Toward this end, patients of Elizabeth Wende Breast Care have the option to obtain same-day mammography results. “The ability to know right away whether or not there is a concern has made a difference in patients’ willingness to be screened for the first time,” Destounis says.
Trained technologists and patient navigators or advocates play a role as well. In Monticciolo’s practice, the clinician says technologists are “well-informed” about the controversy surrounding breast cancer screening recommendations and have been instructed to explain why yearly mammograms starting at age 40 are advisable. Often, they will cite statistics from the ACR and SBI websites, which lend credence to these explanations and help to debunk erroneous notions, such as a common belief among some women that the radiation doses used in mammography can cause cancer.
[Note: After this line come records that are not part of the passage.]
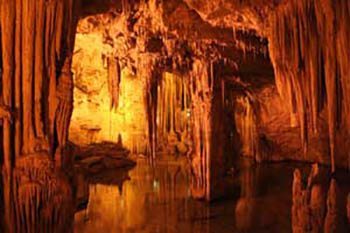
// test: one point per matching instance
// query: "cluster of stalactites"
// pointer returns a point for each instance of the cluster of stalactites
(36, 38)
(42, 199)
(309, 48)
(148, 70)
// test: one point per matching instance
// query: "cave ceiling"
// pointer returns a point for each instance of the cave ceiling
(180, 30)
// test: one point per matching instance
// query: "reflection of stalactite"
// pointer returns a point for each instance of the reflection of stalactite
(309, 44)
(114, 79)
(309, 205)
(42, 199)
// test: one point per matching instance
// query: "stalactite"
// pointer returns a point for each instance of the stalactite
(207, 159)
(64, 106)
(147, 69)
(38, 37)
(7, 14)
(246, 122)
(114, 79)
(42, 198)
(309, 46)
(332, 216)
(173, 102)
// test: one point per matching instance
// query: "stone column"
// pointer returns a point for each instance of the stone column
(207, 160)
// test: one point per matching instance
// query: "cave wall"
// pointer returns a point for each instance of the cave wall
(94, 118)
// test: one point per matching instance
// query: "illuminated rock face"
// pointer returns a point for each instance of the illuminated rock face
(93, 118)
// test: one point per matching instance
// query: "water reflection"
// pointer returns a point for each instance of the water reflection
(151, 199)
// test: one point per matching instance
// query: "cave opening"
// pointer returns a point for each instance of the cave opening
(174, 116)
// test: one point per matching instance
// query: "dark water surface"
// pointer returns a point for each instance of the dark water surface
(157, 199)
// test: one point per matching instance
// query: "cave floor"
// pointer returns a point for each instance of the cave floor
(157, 198)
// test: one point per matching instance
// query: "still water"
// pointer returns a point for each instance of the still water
(157, 199)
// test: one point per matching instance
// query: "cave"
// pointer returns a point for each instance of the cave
(174, 116)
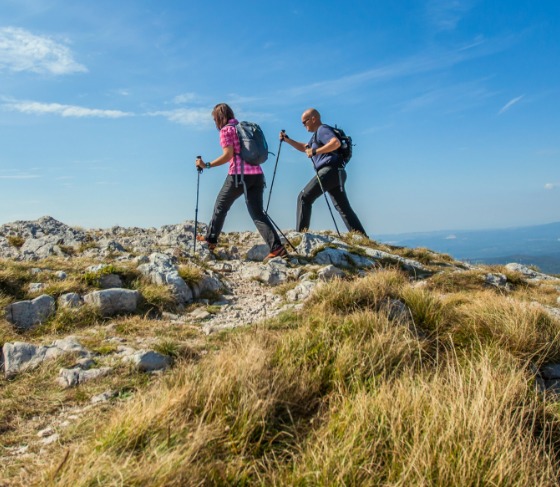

Both Destounis and Morris note that access to assistance from patient advocates would likely prove very effective in eliminating or minimizing the disparity in breast cancer screening utilization rates among the Caucasian and African American/Hispanic populations. Kazerooni believes the same is true when it comes to increasing lung cancer screening utilization efforts. But every patient engagement effort, whether to address disparity or transcend it, should incite increased breast and lung cancer screening usage in all appropriate populations.
As Monticciolo puts it: “Patient engagement is as critical as the screening itself.”